# Dataset
# Dataset requirements
To take advantage of the data visualization capabilities of Finch Studio, your NONMEM dataset should be formatted a certain way. There are not too many requirements, and you may already be following the below rules for your current analyses.
The dataset should have column headers. The header can be commented out in the NONMEM control stream in the usual way (e.g. IGNORE = C, IGNORE = @, etc.)
Finch Studio parses data by commas and spaces. Care should be taken to ensure there are no extra spaces within cells of the dataset. If the dataset was created programatically, for example with R or SAS, this is typically not an issue.
ID, TIME, and DV headers should be present in your dataset. For other columns, it is recommended to use the corresponding NONMEM variables for the names of the data columns when possible (i.e. AMT, CMT, EVID, MDV, RATE, II, SS, etc.)
See an example dataset snippet below.
C | ID | TIME | DV | AMT | EVID | MDV | CMT |
---|---|---|---|---|---|---|---|
1 | 0 | 0 | 100 | 1 | 1 | 1 | |
1 | 1 | 8.12 | 0 | 0 | 0 | 1 | |
1 | 2 | 6.49 | 0 | 0 | 0 | 1 | |
2 | 0 | 0 | 100 | 1 | 1 | 1 | |
2 | 1 | 9.52 | 0 | 0 | 0 | 1 | |
2 | 2 | 5.42 | 0 | 0 | 0 | 1 |
# Selecting your dataset
Any dataset to be used in the analysis should be placed in the ./project/data
folder. You may view all datasets within that folder by clicking on the folder icon in the DATA section on the left panel. Click on the name of the dataset you wish to work with. The selected dataset will then be used for data visualization purposes, as well as when creating a new model control stream the $DATA path will be set to the path of the selected data file. Additionally, $INPUT will be automatically populated based on the column headers in your data file.
# Mapping your data
To take full advantage of the exploratory graphics within Finch Studio, the application needs to know what data columns correspond to what variable types. Once a dataset is selected, you can click on the dataset name to show the column names within the dataset. Next to each column, you can specify the type of variable it is (mapping your data).

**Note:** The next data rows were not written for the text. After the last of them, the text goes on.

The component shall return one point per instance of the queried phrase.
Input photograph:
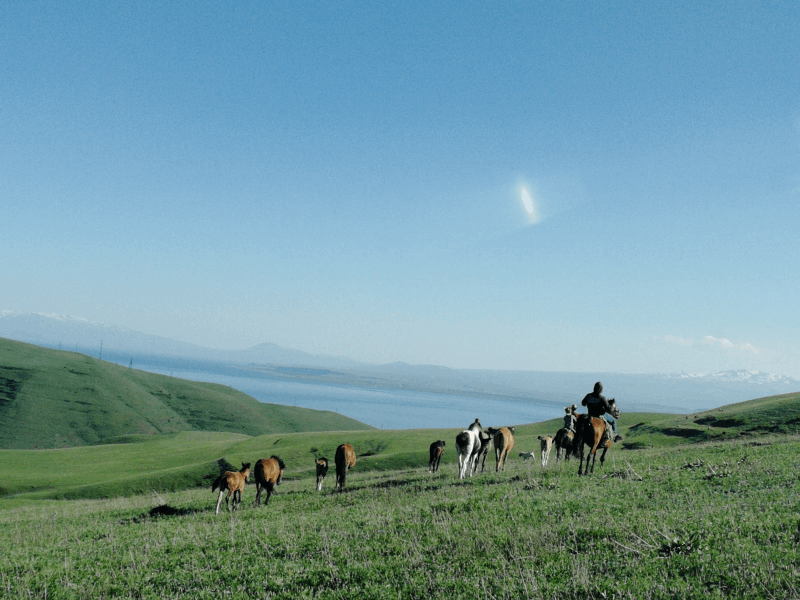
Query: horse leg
(593, 453)
(603, 456)
(269, 487)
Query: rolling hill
(55, 399)
(187, 459)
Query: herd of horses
(472, 446)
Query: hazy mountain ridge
(666, 392)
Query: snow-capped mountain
(740, 376)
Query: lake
(380, 407)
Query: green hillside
(775, 414)
(55, 399)
(191, 458)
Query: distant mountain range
(674, 392)
(81, 335)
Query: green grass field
(709, 520)
(687, 506)
(55, 399)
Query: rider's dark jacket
(595, 403)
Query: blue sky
(344, 178)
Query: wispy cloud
(711, 341)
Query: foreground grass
(713, 520)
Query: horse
(269, 472)
(345, 459)
(546, 443)
(322, 470)
(233, 481)
(503, 439)
(486, 442)
(468, 444)
(591, 431)
(565, 444)
(436, 451)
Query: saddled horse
(345, 459)
(436, 451)
(322, 470)
(233, 481)
(468, 444)
(591, 431)
(269, 472)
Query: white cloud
(711, 341)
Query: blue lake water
(380, 407)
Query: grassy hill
(775, 414)
(699, 520)
(55, 399)
(191, 458)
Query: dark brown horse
(269, 472)
(503, 440)
(345, 459)
(591, 431)
(233, 481)
(436, 451)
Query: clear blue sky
(344, 178)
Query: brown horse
(546, 444)
(232, 481)
(436, 451)
(322, 470)
(269, 472)
(503, 440)
(591, 431)
(345, 459)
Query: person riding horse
(597, 406)
(570, 418)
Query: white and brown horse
(322, 470)
(436, 451)
(233, 481)
(468, 445)
(503, 440)
(565, 444)
(269, 472)
(483, 452)
(345, 459)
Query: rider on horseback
(570, 418)
(597, 406)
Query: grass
(55, 399)
(711, 520)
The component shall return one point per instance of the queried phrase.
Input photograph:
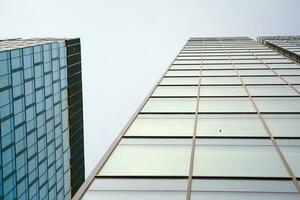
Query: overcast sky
(127, 44)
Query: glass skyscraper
(222, 123)
(286, 45)
(41, 148)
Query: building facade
(41, 149)
(221, 123)
(286, 45)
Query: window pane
(230, 125)
(282, 90)
(278, 104)
(148, 160)
(292, 79)
(288, 71)
(243, 196)
(134, 195)
(291, 153)
(238, 161)
(162, 125)
(183, 73)
(262, 80)
(222, 91)
(176, 91)
(180, 81)
(255, 72)
(218, 73)
(225, 105)
(243, 185)
(170, 105)
(283, 125)
(138, 184)
(220, 80)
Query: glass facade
(221, 123)
(34, 111)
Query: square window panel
(280, 90)
(283, 125)
(278, 104)
(176, 91)
(165, 158)
(225, 105)
(170, 105)
(162, 125)
(235, 159)
(222, 91)
(180, 81)
(230, 126)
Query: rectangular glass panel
(183, 73)
(245, 185)
(138, 184)
(218, 73)
(180, 81)
(148, 160)
(255, 72)
(134, 195)
(282, 90)
(230, 125)
(262, 80)
(170, 105)
(222, 91)
(176, 91)
(220, 80)
(278, 104)
(283, 125)
(225, 105)
(238, 161)
(243, 196)
(162, 125)
(288, 71)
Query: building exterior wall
(286, 45)
(221, 123)
(34, 110)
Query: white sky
(126, 45)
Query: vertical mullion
(189, 186)
(267, 128)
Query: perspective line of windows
(234, 154)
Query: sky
(127, 45)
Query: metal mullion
(278, 150)
(280, 76)
(190, 176)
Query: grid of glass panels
(215, 127)
(34, 153)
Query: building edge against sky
(42, 147)
(262, 75)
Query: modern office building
(286, 45)
(222, 123)
(41, 148)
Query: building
(221, 123)
(286, 45)
(41, 149)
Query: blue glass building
(41, 148)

The table below shows the options for mapping your data and the effect it has within Finch Studio.
Data Type | Description | Effect |
---|---|---|
cont-cov | Continuous Covariate | Variable is made available in the exploratory plots right panel under Continuous Covariates . Variable is added to the cotab1 $TABLE in the NONMEM control stream when creating a new control stream. |
cat-cov | Categorical Covariate | Variable is made available in the exploratory plots right panel under Categorical Covariates . Variable is added to the catab1 $TABLE in the NONMEM control stream when creating a new control stream. |
cat-var | Categorical Variable | Variable is made available in the exploratory plots right panel under Categorical Covariates . Variable is added to the sdtab1 $TABLE in the NONMEM control stream when creating a new control stream. |
blq | Below the Limit of Quantitation | Makes available some BLQ plotting functionality. Variable is added to the sdtab1 $TABLE in the NONMEM control stream when creating a new control stream. |
other | Other | Not one of the above data types. Can be used for most data columns |
While cat-cov
and cat-var
have similar functionality, cat-var
should be used when wanting to statify/color your plots based on the variable, but not consider it as a covariate. This can include things like PERIOD, STUDY, or even your OMIT or C columns if wanting to filter out data rows from your exploratory plots.
# Viewing your dataset
You can explore your raw dataset by clicking on the View
button in the DATA section on the left panel.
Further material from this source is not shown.